I have been concerned for quiet some time about the ‘state’ of the consulting industry when it comes to innovation. There are simply far too many out there offering pieces of the innovation equation. If I was a client I’d be getting fairly hacked off- different people, different approaches, styles, methods of working and that nagging feeling it does not fit any bigger picture.

How do we resolve this?

Combining all these islands of knowledge into some form of combined force would be a healthy step but before we go there I was thinking about what does an innovation consultant contribute and where?
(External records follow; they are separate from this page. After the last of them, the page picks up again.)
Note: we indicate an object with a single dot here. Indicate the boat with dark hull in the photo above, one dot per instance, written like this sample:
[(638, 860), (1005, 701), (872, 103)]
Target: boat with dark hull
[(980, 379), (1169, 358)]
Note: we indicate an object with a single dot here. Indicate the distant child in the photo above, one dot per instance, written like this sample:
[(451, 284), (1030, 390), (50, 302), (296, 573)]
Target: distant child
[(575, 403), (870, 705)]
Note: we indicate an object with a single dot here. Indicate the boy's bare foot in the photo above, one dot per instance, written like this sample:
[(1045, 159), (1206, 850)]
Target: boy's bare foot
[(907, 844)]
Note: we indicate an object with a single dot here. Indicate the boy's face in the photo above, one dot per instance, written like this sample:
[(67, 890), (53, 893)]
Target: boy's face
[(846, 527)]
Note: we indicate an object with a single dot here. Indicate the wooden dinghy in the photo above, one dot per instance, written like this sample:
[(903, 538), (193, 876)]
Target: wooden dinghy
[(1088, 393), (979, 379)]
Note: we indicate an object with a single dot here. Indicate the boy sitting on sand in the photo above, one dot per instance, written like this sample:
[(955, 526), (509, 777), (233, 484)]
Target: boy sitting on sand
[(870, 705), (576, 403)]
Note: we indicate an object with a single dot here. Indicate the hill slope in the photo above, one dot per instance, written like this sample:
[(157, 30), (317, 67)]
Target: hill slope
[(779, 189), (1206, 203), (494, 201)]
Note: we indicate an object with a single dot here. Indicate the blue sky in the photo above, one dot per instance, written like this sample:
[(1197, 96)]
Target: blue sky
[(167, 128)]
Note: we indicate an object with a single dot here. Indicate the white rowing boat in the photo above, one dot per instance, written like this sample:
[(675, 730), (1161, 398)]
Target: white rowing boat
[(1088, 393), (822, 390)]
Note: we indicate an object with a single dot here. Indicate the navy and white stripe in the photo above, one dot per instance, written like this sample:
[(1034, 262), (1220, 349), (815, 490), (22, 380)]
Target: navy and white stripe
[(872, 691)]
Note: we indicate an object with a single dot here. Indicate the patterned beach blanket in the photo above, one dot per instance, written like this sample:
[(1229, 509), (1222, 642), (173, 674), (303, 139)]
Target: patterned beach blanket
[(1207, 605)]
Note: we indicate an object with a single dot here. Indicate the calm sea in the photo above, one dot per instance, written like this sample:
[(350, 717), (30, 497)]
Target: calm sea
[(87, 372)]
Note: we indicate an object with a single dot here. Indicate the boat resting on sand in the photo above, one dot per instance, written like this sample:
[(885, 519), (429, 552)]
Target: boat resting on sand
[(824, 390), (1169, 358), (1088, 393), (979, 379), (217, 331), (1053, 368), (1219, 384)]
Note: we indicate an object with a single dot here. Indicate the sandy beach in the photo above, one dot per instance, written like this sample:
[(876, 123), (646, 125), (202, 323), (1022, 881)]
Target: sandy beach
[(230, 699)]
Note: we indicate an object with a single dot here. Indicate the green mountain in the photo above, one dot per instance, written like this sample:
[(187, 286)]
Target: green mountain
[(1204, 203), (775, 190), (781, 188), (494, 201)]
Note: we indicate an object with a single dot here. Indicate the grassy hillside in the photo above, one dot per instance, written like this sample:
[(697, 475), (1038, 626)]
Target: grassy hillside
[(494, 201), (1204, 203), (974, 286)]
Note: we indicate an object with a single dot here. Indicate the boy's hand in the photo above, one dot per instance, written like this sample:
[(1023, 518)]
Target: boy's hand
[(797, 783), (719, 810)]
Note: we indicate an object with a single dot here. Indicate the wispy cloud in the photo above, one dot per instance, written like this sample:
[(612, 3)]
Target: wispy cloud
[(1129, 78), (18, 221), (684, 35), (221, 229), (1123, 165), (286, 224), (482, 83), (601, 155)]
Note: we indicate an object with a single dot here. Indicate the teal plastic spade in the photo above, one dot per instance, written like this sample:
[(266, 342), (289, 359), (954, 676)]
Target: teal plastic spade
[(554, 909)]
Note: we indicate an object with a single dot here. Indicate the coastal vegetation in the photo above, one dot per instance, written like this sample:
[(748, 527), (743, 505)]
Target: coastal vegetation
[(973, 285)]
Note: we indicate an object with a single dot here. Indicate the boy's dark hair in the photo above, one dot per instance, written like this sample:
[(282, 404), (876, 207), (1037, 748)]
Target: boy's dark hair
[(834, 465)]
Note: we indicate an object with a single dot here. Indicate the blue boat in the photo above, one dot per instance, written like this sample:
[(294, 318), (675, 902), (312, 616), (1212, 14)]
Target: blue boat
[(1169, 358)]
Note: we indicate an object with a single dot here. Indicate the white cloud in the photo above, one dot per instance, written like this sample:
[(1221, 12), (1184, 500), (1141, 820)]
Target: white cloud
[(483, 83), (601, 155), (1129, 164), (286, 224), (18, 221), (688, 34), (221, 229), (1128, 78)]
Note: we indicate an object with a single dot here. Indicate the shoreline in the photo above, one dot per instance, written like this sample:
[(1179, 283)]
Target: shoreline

Here are my opening thoughts on this:

A consultant’s perspective for contributing to innovation activity

Constructing, implementing and sustaining the innovation process is made up of:

  • Supporting the capturing of ideas effectively both internally and externally of the client and then subjecting them to independent evaluations by the consultants own understanding and getting others involved (i.e crowdsourcing)
  • Defining, supporting and communicating the long-range business strategy and the links with the innovation process alongside the leadership of the business.
  • Understanding the innovation planning process and how to achieve input across the enterprise to align and effectively deliver. Providing the ‘glue’ to help make this work.
  • Identifying and encouraging individuals with entrepreneurial skills;
  • Indentify and empower individuals with the necessary skills to act as innovation champions, supporters or leaders in an emerging innovation process.
  • Characterizing and delivering the customer’s needs; incorporating market links into the innovation planning process, seeing these with independent eyes.
  • Establishing innovation metrics based on monitoring the broader benefits generated by the application of the innovation technology/ service/ product/ concepts developed and actively encouraging these to be adopted and, yes, actually measured.
  • Positioning the cost and contribution of innovation in perspective and necessary returns. Show the client his  ROII (return on the innovation investment).
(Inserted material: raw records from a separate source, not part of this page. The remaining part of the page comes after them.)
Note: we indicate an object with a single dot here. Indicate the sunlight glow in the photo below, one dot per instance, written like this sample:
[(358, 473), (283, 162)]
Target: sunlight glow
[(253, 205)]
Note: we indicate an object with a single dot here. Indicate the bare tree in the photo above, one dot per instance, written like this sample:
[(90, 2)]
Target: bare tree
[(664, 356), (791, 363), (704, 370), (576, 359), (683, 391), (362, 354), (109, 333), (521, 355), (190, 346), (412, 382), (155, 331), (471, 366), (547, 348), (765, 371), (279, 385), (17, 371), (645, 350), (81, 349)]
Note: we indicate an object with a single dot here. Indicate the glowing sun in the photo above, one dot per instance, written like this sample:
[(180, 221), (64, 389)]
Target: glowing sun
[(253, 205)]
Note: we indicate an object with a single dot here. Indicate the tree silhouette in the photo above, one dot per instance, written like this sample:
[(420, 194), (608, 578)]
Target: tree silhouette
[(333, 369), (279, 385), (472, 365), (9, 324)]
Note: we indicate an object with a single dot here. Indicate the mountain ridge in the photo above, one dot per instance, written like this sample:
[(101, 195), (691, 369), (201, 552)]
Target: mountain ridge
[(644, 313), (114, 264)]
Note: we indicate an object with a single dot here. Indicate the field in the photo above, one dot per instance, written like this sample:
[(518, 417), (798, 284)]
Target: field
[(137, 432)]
There are clearly many more I expect one can consider but  my point is this, they all point to the need of taking a  more ‘holistic’ approach to innovation by consultants.

As mentioned above, this holistic approach seems to be missing from many of the service offerings made by innovation consultants today- that of a complete view on innovation to provide good advice that is timely and more complete than the fragmented messages offered by many today.